Gilmour puffed at his pipe. The embers glowed red a moment before a wisp of sweet Falkan smoke escaped. ‘It was a chamber of sorts, about chest-deep with water. The ceiling – the riverbed – was a dark blanket, just out of reach. I never realised how noisy a river is until I spent those few moments beneath this one. The whole place echoed with the sound of perpetual motion. It was black as pitch, damp, smelling of mould and decay – and guarded by five or six of those bone-collecting creatures we faced in the glen.’
‘Rutting whores,’ Garec exclaimed, ‘how’d you handle so many?’
Gilmour shook his head. ‘I didn’t. They were all dead, just hulking masses of stinking rotten flesh. It looked like they’d been feeding on each other, until the last one, a big bastard with about ten-thousand of those nasty pincers, died of its wounds – I’m guessing from its final battle. The humidity down there made it even worse, like wandering about in a big city’s sewage.’
‘I wonder why they killed one another?’ Kellin mused.

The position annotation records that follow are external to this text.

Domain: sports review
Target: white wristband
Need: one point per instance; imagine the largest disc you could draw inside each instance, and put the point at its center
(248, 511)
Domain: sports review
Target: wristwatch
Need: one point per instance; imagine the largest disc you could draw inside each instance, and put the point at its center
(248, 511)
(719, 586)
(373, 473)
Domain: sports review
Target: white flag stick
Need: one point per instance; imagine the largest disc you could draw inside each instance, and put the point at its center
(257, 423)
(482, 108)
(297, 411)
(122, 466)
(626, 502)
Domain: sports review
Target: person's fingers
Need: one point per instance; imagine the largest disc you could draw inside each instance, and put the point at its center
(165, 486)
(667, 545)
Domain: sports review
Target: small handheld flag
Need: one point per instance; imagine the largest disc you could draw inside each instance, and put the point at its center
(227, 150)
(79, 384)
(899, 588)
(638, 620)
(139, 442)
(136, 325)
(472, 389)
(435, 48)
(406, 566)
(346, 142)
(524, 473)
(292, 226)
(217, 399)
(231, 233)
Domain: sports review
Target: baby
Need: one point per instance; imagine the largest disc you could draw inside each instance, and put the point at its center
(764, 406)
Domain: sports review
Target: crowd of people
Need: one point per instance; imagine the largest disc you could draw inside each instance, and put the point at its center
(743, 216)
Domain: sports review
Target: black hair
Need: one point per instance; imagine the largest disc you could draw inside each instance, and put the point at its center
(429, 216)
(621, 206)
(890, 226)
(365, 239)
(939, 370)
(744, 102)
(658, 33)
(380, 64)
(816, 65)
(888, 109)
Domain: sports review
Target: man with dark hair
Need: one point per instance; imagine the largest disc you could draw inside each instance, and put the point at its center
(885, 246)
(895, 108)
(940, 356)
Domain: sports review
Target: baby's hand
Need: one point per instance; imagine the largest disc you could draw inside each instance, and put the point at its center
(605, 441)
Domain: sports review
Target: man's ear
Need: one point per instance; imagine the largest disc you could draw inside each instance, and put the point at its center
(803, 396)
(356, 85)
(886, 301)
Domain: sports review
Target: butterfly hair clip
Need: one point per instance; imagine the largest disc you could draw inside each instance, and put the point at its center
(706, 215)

‘There wouldn’t have been enough food in that chamber – not even in this whole stretch of the river – to keep even one of those beasts alive for very long,’ Gilmour said. ‘Nerak most likely had them guarding the new Larion spell chamber for a few days at a time in turn, replacing each other when it was time to feed. When Nerak decided to retrieve the spell table on his own, he probably called off the rest of the monsters and forced those inside to remain where they were. They were probably killing and eating one another after a couple of days. I’m sure it didn’t take long.’